Saint Levant addresses Gaza war on stage at Coachella music festival

DUBAI: Saint Levant, a Palestinian French Algerian Serbian rapper, performed at the Coachella Valley Music and Arts Festival music festival in California on Saturday.

The musician used the opportunity to address the ongoing war in Gaza, saying: “Coachella, my name is Saint Levant and I was born in Jerusalem and raised in Gaza … as I hope all of you are aware, the people of Gaza have been undergoing a brutal, brutal genocide for the past six months.

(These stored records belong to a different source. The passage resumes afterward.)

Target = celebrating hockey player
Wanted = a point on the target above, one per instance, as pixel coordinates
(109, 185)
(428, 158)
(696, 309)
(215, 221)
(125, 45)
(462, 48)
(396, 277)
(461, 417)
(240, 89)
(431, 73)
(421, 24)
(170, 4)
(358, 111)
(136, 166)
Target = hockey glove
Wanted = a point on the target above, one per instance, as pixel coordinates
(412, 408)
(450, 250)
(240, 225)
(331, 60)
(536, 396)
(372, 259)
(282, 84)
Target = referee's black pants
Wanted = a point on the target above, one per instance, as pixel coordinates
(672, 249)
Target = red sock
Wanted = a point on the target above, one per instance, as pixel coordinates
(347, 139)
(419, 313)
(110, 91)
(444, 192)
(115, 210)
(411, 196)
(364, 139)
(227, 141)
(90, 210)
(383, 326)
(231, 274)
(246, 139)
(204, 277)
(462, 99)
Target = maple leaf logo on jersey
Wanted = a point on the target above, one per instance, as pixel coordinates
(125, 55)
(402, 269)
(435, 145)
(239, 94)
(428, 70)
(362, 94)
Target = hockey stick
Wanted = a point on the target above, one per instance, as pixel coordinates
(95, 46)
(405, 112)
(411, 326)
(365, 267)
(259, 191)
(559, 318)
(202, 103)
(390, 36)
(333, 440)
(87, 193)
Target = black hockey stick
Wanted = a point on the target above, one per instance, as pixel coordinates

And the people of Palestine have been undergoing a brutal occupation for the past 75 years.”

Saint Levant performed a series of his hits, including “Nails,” “From Gaza, With Love” and a slowed-down version of “Very Few Friends.” The artist also performed “Deira” and “5am in Paris,” which was released last week.

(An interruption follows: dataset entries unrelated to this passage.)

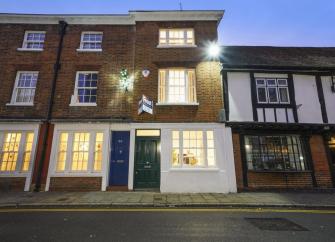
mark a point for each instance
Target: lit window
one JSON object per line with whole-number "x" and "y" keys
{"x": 27, "y": 151}
{"x": 85, "y": 88}
{"x": 98, "y": 151}
{"x": 272, "y": 91}
{"x": 176, "y": 37}
{"x": 275, "y": 153}
{"x": 91, "y": 41}
{"x": 10, "y": 151}
{"x": 62, "y": 150}
{"x": 24, "y": 89}
{"x": 80, "y": 151}
{"x": 177, "y": 86}
{"x": 34, "y": 40}
{"x": 189, "y": 149}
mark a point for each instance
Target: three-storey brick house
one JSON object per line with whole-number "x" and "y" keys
{"x": 70, "y": 113}
{"x": 279, "y": 102}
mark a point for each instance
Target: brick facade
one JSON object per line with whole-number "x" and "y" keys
{"x": 82, "y": 184}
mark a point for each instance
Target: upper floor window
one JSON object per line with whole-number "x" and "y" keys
{"x": 177, "y": 86}
{"x": 24, "y": 89}
{"x": 176, "y": 37}
{"x": 85, "y": 91}
{"x": 272, "y": 91}
{"x": 34, "y": 40}
{"x": 91, "y": 41}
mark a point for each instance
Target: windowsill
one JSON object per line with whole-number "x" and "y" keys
{"x": 89, "y": 50}
{"x": 269, "y": 171}
{"x": 83, "y": 104}
{"x": 175, "y": 46}
{"x": 177, "y": 104}
{"x": 190, "y": 169}
{"x": 27, "y": 49}
{"x": 20, "y": 104}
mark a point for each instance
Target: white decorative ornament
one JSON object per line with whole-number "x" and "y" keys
{"x": 145, "y": 72}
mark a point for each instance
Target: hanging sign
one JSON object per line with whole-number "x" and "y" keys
{"x": 145, "y": 105}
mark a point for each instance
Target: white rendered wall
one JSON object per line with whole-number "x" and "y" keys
{"x": 23, "y": 127}
{"x": 329, "y": 98}
{"x": 240, "y": 105}
{"x": 307, "y": 100}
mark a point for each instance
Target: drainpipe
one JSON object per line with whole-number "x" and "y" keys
{"x": 62, "y": 30}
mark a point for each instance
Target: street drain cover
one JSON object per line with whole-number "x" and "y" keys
{"x": 275, "y": 224}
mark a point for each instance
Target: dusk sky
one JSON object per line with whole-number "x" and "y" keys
{"x": 246, "y": 22}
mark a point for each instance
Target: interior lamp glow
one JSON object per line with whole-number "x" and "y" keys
{"x": 214, "y": 50}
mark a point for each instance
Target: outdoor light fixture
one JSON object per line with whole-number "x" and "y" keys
{"x": 213, "y": 50}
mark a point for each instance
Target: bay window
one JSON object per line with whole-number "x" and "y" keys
{"x": 16, "y": 151}
{"x": 79, "y": 152}
{"x": 194, "y": 148}
{"x": 275, "y": 153}
{"x": 177, "y": 86}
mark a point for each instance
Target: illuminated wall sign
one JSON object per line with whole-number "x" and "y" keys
{"x": 145, "y": 105}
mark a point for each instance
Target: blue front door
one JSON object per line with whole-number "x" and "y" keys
{"x": 118, "y": 175}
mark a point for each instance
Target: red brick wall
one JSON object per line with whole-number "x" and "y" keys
{"x": 12, "y": 60}
{"x": 75, "y": 184}
{"x": 12, "y": 184}
{"x": 320, "y": 161}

“It’s about exile,” he said, describing the new song. “A feeling that us Palestinians know a bit too well.”

Born Marwan Abdelhamid in Jerusalem, the singer previously spoke to Arab News about his childhood.

“The actual cultural makeup is my mom is half-French and half-Algerian. My dad is Serbian, half-Palestinian. And they actually both grew up in Algeria. But they decided, in the early 90s, post the Oslo Accords, that Palestine was going to be free.

“So they went back, my dad went to live in Gaza in the early 1980s. And my dad actually built a hotel there and that’s where I grew up,” he said.

“For everyone, childhood is very meaningful. And for me, it was a juxtaposition because I remember the sound of the drones and the sounds of the bones. But more than anything, I remember the warmth, and the smell … and the taste of food and just the odd feeling of soil.”